I’ve done the Belmonts, I’ve done the Breeder’s Cup. This is my famous quote: a $2000 claimer is just the same as a $10 million race. You don’t do any different. You time, the horses still cross the wire. I don’t get excited. The only time I look at my program is to look at what course I’m supposed to be on and the distance of the race. But I don’t get excited over big races; they’re all the same.
It’s good and it’s bad, racing is. It generates a lot of income for a lot of people, and you have the chance to lose an income, if you don’t know what you’re doing. There’s nothing wrong with betting on horses—it’s human nature to gamble. You go to the track and say ‘I got $50 to lose and that’s it,’ then no harm done. You go in and play a couple of races and you go out broke, or you have some money for beer afterwards.

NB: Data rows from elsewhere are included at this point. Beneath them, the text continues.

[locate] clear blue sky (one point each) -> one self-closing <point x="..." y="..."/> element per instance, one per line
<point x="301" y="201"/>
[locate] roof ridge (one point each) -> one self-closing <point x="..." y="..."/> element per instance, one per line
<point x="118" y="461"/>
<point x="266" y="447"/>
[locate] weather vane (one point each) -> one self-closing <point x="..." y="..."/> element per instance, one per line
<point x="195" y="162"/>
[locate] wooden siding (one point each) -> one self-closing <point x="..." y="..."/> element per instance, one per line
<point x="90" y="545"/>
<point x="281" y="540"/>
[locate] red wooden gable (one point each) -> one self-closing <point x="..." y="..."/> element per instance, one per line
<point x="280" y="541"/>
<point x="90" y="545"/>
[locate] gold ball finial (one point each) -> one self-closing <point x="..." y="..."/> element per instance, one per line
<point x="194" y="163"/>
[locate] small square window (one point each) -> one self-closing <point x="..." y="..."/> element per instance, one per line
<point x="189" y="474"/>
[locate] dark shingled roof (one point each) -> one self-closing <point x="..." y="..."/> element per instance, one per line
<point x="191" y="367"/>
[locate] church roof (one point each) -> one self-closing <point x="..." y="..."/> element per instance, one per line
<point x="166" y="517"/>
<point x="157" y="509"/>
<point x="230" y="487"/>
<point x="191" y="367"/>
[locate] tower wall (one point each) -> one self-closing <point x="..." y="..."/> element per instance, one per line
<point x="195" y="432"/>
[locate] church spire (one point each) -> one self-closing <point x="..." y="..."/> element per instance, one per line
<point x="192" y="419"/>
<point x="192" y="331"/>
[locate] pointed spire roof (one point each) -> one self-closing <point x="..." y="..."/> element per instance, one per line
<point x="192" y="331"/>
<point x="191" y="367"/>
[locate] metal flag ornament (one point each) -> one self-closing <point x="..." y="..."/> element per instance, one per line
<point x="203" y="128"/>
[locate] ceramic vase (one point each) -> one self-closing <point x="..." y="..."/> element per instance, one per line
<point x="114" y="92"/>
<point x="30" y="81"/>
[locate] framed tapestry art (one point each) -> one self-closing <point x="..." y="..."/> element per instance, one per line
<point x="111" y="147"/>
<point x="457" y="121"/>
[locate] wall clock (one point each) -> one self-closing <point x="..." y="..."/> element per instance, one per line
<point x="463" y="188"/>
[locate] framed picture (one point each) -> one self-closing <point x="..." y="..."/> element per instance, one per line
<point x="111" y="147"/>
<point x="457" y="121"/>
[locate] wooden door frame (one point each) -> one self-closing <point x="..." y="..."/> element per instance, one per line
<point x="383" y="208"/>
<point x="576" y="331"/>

That’s the way it should be done.
If you want to get involved in it, you can absorb a lot. But I have a tendency to don’t pay attention to a lot of stuff. I don’t have a lot of a brain to work with, I figure, and I say why load it, why fill it up with useless information that you really don’t need. So I just come in here, do my job, read my paper and stuff, watch my sport, and I’m happy.
This used to be a mini darkroom. Before, we used to have film cameras, and we had to change the lenses, unscrew ‘em, put another lens on, refocus the camera. Up and down every race. So we’d shoot the race and rip out a piece of film, about 15 inches long, and it takes 15 seconds to develop. Project it to the placing judges next door, and they would make the decision, the order of finish. Then I had to come back and make a print for the public. It was time consuming. Now it’s the same technique but just a different system.
We work together, the judges, I’m their seeing eye dog. They depend a lot on the cameras. Once in a while you might have a power failure, and then I’ll holler up, that you’re on your own. Then I hope that there’s nine horses on the wire at the same time, just to see what they’re gonna do.
--Kate Hanselman was the Editor in Chief of the New School Free Press, and will graduate from Eugene Lang College this May with a major in journalism. Her senior work focuses on the Aquaduct race track in Queens.